Cela pourrait engendrer la libération de 25 à 30% des stocks constitués sous l'égide de l'Agence internationale de l'énergie (AIE), soit 300 à 400 millions de barils, d'après Ole R. Hvalbye, de SEB, interrogé par l'AFP, qui s'appuie sur des informations du Financial Times.
Vers 16H30 GMT (17H30 à Paris), le prix du baril de Brent BRENT Le Brent ou brut de mer du nord, est une variation de pétrole brut faisant office de référence en Europe, coté sur l'InterContinentalExchange (ICE), place boursière spécialisée dans le négoce de l'énergie.
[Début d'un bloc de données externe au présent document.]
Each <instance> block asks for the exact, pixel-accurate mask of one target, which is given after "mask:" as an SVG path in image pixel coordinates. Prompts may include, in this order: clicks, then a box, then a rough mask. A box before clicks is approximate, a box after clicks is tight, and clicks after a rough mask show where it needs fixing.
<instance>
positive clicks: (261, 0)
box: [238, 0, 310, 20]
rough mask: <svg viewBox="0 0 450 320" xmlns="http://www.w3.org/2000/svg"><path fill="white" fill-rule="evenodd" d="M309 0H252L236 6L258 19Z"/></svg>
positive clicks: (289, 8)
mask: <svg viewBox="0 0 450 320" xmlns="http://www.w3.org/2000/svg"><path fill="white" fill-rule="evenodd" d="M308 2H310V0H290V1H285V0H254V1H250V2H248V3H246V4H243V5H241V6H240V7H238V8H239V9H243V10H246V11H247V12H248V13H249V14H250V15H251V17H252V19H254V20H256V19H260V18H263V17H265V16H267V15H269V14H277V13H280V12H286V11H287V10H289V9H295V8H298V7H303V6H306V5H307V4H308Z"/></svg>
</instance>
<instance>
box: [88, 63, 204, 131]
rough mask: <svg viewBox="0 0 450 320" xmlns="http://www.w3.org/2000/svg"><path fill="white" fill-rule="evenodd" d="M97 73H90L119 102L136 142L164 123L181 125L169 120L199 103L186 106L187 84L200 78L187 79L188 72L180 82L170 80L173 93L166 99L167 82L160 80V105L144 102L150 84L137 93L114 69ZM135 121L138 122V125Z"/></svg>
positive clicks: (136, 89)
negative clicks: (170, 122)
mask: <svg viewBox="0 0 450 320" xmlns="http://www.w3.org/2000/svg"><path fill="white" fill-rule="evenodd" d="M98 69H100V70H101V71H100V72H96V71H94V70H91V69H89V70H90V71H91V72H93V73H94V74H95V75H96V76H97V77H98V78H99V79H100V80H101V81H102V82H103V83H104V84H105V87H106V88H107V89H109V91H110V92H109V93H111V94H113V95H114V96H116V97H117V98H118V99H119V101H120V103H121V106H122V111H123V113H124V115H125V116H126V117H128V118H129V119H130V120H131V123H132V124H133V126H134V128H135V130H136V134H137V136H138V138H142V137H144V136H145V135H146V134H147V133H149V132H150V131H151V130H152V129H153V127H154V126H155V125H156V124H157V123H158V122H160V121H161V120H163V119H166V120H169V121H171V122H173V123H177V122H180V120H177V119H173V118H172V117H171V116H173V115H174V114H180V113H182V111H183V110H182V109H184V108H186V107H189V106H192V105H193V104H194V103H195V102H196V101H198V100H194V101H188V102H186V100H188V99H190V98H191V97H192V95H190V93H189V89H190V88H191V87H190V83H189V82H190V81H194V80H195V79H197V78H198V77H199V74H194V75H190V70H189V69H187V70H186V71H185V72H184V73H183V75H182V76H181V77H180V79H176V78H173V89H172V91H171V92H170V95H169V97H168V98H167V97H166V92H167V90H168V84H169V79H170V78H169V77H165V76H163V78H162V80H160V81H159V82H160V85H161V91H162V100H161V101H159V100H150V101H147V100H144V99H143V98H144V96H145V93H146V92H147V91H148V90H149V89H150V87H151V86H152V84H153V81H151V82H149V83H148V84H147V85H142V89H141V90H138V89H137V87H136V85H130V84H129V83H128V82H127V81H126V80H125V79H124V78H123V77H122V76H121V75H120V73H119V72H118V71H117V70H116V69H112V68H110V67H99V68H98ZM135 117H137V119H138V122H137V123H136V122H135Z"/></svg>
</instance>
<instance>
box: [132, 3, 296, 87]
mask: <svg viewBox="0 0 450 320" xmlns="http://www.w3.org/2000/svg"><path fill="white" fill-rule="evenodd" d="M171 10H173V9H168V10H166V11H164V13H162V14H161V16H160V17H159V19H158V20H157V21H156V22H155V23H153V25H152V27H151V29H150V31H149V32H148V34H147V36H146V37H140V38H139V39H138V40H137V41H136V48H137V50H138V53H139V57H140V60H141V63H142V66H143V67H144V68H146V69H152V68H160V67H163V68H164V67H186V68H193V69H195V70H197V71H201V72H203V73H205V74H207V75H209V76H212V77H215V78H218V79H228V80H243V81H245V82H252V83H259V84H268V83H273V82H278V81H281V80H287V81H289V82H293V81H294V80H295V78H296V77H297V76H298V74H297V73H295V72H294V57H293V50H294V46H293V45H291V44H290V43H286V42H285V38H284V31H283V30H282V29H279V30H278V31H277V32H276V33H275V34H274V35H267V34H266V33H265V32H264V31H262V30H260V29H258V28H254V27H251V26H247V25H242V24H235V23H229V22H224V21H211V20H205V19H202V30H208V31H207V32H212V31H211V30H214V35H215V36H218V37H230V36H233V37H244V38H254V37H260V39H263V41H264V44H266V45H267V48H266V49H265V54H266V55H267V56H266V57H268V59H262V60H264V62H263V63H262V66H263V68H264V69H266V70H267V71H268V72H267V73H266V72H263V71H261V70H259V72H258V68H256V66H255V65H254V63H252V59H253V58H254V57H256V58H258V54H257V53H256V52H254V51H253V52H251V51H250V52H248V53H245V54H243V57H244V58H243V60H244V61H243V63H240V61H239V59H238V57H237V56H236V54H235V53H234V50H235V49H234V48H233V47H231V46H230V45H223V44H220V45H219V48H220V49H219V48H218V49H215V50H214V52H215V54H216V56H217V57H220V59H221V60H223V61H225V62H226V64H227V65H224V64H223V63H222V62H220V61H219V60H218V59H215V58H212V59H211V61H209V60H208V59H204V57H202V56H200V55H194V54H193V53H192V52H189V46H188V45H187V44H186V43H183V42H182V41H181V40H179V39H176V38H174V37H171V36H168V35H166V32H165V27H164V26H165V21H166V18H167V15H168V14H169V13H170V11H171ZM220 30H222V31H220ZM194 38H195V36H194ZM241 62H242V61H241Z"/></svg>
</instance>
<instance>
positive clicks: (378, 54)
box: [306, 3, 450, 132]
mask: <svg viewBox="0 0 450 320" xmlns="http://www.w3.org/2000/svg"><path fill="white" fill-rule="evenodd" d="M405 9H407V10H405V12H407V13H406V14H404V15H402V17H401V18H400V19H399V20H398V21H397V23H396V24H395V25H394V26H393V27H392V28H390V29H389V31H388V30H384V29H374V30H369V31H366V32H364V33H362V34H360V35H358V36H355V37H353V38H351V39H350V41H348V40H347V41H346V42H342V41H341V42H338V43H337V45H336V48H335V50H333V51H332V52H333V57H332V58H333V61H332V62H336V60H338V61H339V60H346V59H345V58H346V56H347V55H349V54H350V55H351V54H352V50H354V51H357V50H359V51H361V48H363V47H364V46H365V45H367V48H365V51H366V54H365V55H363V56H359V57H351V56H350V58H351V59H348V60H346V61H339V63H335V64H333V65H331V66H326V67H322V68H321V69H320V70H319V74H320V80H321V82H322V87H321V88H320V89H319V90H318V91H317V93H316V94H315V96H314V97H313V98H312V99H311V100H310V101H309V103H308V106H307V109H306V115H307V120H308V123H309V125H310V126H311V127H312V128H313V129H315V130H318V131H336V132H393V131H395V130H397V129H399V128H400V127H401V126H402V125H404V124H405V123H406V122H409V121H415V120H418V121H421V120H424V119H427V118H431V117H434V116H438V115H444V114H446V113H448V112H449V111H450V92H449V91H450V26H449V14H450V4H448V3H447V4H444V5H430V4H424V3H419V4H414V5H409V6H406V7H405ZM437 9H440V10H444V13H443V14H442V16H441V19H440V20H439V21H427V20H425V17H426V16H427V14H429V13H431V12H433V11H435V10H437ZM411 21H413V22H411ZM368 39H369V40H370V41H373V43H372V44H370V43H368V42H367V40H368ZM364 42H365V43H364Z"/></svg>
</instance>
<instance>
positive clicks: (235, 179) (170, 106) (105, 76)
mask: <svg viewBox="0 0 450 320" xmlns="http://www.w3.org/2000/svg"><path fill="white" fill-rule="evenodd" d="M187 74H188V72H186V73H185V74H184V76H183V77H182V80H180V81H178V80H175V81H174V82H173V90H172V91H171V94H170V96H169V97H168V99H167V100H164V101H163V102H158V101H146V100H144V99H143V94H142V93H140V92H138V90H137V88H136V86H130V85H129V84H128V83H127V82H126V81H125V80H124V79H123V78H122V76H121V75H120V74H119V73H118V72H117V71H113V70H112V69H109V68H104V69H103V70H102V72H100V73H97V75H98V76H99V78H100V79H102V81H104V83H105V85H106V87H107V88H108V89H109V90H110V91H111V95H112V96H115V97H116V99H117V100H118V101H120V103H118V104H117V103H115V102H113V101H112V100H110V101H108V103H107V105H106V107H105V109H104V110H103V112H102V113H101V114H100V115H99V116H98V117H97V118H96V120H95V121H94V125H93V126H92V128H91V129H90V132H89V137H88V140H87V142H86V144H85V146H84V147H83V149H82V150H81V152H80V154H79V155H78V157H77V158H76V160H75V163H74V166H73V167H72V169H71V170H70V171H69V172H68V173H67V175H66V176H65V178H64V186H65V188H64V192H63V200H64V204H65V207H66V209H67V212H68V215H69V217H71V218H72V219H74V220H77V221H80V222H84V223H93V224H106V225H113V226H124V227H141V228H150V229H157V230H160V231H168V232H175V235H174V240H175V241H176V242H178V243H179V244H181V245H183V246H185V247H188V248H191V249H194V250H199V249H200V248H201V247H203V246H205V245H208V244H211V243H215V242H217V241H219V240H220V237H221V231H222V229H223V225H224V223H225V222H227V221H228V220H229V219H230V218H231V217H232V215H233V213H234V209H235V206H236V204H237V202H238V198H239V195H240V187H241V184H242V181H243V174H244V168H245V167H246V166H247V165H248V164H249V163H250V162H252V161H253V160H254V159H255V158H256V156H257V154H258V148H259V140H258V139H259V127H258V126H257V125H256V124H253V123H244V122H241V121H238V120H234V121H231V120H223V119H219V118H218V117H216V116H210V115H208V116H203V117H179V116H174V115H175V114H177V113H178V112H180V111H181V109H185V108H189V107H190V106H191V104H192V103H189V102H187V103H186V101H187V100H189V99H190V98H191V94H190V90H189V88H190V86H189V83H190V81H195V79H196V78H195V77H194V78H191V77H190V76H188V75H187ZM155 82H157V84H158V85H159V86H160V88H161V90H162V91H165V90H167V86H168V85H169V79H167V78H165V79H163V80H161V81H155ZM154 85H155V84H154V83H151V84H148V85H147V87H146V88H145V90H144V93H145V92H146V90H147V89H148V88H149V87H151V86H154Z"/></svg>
Il est devenu le premier standard international pour la fixation des prix du pétrole. de la mer du Nord, pour livraison en mai, grimpait de 8,23% à 100,32 dollars, après s'être affiché à 119,50 dollars plus tôt dans la séance.
Son équivalent américain, le baril de West Texas Intermediate, pour livraison en avril, prenait 4,95% à 95,40 dollars, après avoir touché 119,48 dollars.
C'était la première fois depuis 2022 et les retombées de la guerre en Ukraine que les deux références du brut dépassaient les 100 dollars.
"La panique qui a secoué le marché pétrolier pendant la nuit s'est temporairement apaisée", note Chris Beauchamp, d'IG, mais "les causes profondes de cette hausse brutale demeurent".
Selon l'analyste, "la menace qui pèse désormais sur les infrastructures pétrolières de la région garantit un prix plancher à court terme, bien au-dessus des sommets d'avant-guerre".
L'Iran, attaqué par les États-Unis et Israël il y a dix jours, poursuit ses frappes contre les infrastructures de ses voisins du Golfe, riches en hydrocarbures.
Le détroit d'Ormuz par lequel transite en temps normal un cinquième de la production mondiale de pétrole et de gaz naturel liquéfié (GNL) reste aussi impraticable.
Selon Kpler, 8,7 millions de barils par jour seraient bloqués même en utilisant totalement les possibilités de redirection des flux que possèdent l'Arabie saoudite et les Emirats arabes unis.
Avec les navires bloqués, les capacités de stockage des pays du Golfe atteignent progressivement leur limite, ce qui peut engendrer la réduction de leur production.
Par ailleurs, le fait que Mojtaba Khamenei, considéré comme proche des conservateurs iraniens, succède à son père comme nouveau guide suprême de la République islamique "annonce une continuité dure, pas une capitulation", estiment les analystes de Société Générale CIB.
Le contrat à terme du TTF néerlandais, considéré comme la référence européenne, était en hausse de 6,16% à 56,675 euros le mégawattheure, après avoir ouvert sur un bond d'environ 30%.